The Supreme Court has refused to entertain a public interest litigation seeking reinstatement of suspended IAS officer Durga Sakhti Nagpal, who had cracked down on illegal sand mining in Uttar Pradesh.
Questioning the locus of a lawyer, who filed a PIL, a Bench headed by Justice H.L. Dattu dismissed the plea and said that it may entertain the petition if she (Nagpal) herself approaches the court.
The Bench further said that the officer can take care of herself and can also approach the other authorities, including a court, against her suspension order.
“The moment she approaches the court, we will hear her plea and we may pass an interim order,” the Bench said.
The court dismissed the petition filed by advocate M.L. Sharma, who had sought quashing of all the proceedings against Nagpal for allegedly demolishing the wall of a mosque.

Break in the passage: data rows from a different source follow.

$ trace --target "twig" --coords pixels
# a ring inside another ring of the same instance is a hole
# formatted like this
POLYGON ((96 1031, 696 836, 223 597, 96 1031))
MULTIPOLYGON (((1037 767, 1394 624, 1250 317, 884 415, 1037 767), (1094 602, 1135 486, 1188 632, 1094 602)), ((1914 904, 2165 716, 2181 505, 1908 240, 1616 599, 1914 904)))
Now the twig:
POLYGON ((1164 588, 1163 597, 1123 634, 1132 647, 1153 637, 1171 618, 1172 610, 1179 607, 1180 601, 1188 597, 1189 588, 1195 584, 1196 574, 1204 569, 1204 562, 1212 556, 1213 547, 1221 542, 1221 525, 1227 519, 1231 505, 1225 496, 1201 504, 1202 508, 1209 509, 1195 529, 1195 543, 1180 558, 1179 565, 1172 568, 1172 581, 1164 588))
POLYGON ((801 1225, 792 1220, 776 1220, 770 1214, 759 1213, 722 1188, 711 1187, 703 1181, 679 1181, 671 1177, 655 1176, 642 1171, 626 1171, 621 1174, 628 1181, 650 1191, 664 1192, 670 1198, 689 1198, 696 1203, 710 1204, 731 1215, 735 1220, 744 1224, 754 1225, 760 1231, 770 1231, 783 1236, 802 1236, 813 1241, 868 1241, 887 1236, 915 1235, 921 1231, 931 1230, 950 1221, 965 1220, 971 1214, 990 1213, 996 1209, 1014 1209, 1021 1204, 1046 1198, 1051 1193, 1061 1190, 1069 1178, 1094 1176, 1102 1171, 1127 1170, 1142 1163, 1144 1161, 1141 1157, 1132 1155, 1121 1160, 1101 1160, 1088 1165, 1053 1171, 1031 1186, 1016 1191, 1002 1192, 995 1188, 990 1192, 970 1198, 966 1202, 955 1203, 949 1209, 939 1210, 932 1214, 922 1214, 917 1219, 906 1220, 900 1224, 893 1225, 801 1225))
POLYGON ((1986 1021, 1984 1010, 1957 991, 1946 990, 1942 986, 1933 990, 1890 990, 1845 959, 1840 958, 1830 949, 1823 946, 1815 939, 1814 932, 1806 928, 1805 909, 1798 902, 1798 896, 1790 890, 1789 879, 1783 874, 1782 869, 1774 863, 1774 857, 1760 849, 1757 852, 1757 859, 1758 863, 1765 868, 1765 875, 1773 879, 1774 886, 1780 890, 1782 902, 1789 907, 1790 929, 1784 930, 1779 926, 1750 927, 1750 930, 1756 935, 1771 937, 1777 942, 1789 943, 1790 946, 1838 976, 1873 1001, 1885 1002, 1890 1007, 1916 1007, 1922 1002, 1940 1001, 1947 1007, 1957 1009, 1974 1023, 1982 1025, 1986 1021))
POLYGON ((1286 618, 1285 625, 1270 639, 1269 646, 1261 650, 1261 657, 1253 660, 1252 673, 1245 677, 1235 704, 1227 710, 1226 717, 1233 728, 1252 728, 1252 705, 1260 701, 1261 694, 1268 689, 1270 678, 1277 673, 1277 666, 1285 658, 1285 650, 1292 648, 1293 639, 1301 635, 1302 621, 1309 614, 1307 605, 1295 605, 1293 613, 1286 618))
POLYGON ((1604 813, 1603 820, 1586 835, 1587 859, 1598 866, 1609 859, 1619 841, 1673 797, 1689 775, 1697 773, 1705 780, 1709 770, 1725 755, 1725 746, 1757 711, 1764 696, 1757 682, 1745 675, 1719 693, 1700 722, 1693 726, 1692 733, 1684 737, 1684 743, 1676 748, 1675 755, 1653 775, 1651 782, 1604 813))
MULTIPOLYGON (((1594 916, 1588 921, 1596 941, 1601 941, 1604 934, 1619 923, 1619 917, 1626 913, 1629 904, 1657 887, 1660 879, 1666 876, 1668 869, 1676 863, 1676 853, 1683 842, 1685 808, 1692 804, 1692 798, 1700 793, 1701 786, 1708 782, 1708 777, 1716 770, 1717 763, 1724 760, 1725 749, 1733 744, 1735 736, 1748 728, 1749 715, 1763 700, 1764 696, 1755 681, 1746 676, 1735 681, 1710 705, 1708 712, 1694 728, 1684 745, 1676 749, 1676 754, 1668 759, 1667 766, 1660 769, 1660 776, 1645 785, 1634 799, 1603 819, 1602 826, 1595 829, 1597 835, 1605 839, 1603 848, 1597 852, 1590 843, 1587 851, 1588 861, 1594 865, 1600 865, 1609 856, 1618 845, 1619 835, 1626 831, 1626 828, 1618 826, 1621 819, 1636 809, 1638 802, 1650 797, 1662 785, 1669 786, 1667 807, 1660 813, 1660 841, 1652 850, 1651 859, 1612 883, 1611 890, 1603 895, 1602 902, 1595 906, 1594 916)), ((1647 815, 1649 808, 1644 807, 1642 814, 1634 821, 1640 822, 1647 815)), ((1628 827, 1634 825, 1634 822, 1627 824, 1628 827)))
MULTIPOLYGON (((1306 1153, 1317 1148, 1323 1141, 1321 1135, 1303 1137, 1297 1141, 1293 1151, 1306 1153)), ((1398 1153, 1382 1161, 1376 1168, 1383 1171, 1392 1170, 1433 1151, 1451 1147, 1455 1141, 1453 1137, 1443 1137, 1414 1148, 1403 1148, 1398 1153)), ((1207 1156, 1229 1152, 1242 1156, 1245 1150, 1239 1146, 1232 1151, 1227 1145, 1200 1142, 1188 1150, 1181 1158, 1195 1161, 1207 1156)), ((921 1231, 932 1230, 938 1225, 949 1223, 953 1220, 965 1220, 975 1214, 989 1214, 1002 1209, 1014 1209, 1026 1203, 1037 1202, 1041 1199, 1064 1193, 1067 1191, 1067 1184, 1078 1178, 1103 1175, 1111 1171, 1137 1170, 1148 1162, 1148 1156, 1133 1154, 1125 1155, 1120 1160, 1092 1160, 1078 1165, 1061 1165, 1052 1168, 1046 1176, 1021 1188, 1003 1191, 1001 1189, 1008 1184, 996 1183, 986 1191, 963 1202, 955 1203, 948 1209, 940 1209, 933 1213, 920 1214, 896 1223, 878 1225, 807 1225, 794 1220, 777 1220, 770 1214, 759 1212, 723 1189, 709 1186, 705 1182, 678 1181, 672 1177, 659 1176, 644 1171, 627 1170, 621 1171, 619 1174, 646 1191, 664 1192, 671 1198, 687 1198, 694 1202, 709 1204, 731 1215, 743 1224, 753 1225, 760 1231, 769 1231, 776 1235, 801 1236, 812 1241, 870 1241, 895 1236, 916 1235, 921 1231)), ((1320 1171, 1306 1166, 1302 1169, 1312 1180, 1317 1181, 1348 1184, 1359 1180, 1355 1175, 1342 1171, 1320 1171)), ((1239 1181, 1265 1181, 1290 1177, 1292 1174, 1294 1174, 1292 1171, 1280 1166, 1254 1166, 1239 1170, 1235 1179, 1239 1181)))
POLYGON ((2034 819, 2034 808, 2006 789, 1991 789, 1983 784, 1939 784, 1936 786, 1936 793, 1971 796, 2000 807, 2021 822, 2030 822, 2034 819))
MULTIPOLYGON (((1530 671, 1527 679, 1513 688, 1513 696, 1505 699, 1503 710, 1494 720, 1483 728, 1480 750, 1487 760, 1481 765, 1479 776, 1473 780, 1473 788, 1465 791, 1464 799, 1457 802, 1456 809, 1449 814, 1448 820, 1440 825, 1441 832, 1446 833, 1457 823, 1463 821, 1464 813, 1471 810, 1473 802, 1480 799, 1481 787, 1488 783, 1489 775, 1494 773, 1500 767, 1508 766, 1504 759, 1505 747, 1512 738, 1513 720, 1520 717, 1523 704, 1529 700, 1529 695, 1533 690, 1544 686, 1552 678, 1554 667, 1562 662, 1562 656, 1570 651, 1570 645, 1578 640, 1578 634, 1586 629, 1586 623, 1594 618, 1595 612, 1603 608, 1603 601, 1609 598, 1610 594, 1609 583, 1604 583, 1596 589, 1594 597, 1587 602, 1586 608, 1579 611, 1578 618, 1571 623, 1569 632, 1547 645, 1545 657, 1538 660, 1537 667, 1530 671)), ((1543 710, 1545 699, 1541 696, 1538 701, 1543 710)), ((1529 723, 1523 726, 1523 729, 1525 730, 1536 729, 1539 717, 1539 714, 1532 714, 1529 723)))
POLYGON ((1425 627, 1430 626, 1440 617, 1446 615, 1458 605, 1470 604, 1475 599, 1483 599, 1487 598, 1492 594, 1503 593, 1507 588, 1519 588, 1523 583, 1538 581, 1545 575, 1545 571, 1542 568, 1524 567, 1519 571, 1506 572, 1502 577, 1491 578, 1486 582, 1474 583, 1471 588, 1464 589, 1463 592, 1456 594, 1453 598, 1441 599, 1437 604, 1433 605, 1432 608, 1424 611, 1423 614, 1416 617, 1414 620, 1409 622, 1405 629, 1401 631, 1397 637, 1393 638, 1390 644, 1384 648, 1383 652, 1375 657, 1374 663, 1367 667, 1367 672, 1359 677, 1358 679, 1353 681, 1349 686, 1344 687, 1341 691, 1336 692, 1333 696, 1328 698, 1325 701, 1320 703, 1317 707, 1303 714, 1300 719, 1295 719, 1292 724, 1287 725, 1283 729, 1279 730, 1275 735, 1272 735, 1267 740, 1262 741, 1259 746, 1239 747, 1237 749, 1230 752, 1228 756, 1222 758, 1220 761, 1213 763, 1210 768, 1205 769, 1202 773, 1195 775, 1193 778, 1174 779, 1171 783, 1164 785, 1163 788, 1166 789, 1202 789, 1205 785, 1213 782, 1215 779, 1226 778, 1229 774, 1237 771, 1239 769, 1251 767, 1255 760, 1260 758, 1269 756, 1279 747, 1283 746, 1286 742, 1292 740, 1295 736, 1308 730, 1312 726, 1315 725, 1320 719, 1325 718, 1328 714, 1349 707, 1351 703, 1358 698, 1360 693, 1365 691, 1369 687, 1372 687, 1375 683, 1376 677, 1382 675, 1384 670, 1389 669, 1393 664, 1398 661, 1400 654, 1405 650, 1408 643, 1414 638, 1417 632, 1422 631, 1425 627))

The petitioner had submitted that Nagpal is suffering hardships for following the Supreme Court order on preventing unauthorised construction of religious buildings on public land and the apex court should protect her.
Contending that the action taken against Nagpal was arbitrary, unconstitutional and malafide, the PIL had sought quashing of all proceedings against the 2010 batch IAS officer who had clamped down on the mining mafia in Gautam Budh Nagar area of Uttar Pradesh.
The PIL had said suspending Nagpal was “unconstitutional, arbitrary and lowered the constitutional system” and “the absence of support from top bureaucracy, in both Uttar Pradesh and in New Delhi, is shameful”.
The 28-year-old Sub-Divisional Magistrate was suspended on July 27 ostensibly for ordering the demolition of the wall of an under-construction mosque at a village in Noida without following the due process.
The petition had sought judicial review of the suspension order and said: “Nagpal’s victimisation is a new low in a long process of the subversion of bureaucracy’’.
The UP Government had on August 4 served a charge-sheet on the officer, asking her to submit an explanation for her conduct.